The rally comes on better-than-expected earnings and if the rally continues, new 2019 highs are not out of the question.
The company reported earnings of 1 cent per share, missing expectations by 3 cents per share. However, revenue of $235.6 million grew 41% year over year and topped estimates by almost $15 million.
More importantly, though, guidance for the upcoming third quarter and the full year both beat consensus expectations. Management expects Q3 sales in the range of $237 million to $241 million vs. expectations of $231.9 million. Their full-year outlook calls for revenue in the range of $947 million to $951 million, vastly ahead of analysts' expectations of $920.4 million.
That's why shares are rallying with so much force on the day, even though earnings came up short. Investors care about growth in cases like DocuSign, and when future expectations are this far ahead of Wall Street consensus, we generally see big moves to the upside.
The question now is, can DocuSign stock continue higher from here or have investors missed the move?
Trading DocuSign Stock
Admittedly, it's tough to buy a stock that's already moved almost 20%. With DocuSign stock, though, we can measure the levels.
Prior to reporting earnings, DOCU stock reclaimed the $46 level and 20-day moving average. This set up the bullish gap-up investors are seeing on Friday, with shares erupting over the 50-day and 200-day moving averages, as well as the 38.2% retracement.
All of these marks are near $50, making it a significant level should DocuSign embark on a significant fade from here.
Before getting there, though, there's an important trend-line in place (blue line). This mark has followed DOCU stock's trend of lower highs, which has pressured shares lower throughout 2019. A pullback to this mark that holds as support could mark a change in tone and give those who missed DocuSign's ~20% post-earnings rally another chance to get long the stock with a reasonable risk/reward setup.
That's vastly superior to the buy-and-'hope' strategy.
On the upside, over ~$56 puts Friday's high of $57.30 on the table. Above that and $59 is a possibility as well. Over all of these levels puts that pesky $65 level on the map.

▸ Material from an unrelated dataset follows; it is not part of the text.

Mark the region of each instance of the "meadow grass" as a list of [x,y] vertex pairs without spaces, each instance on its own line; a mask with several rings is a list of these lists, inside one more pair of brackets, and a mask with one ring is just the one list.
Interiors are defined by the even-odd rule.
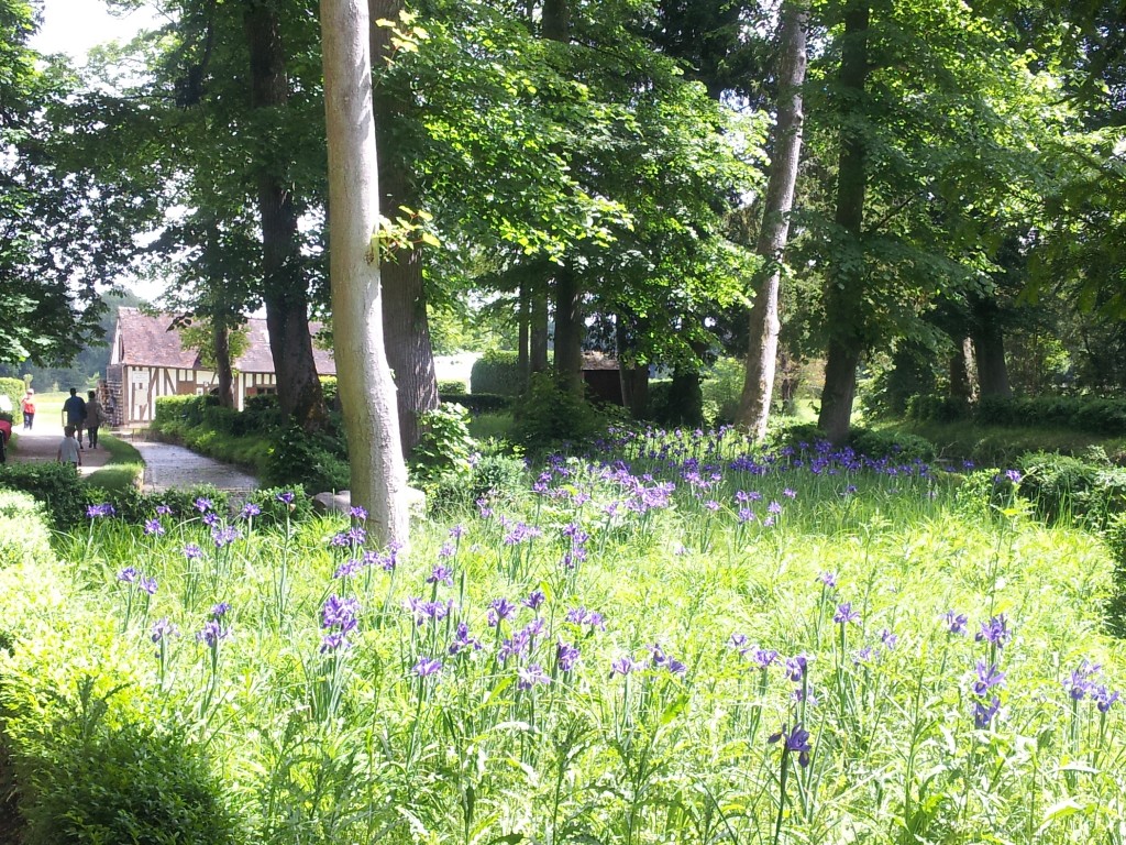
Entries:
[[7,730],[91,677],[248,842],[1119,842],[1111,562],[999,484],[617,433],[404,553],[95,515],[47,610],[2,593]]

As usual, investors should let price guide them on whether they are buying a possible breakout/continuation or a pullback. Because the company missed on GAAP and non-GAAP earnings, reported a decline in free cash flow and had a contraction in margins, perhaps that's causing some of Friday's slide from the session highs.
If that weakness continues, a test of prior downtrend resistance may be in the cards. Keep it simple: Below Friday's low and $53 is more likely. Above $56 is good for bulls.
This article is commentary by an independent contributor. At the time of publication, the author had no positions in the stocks mentioned.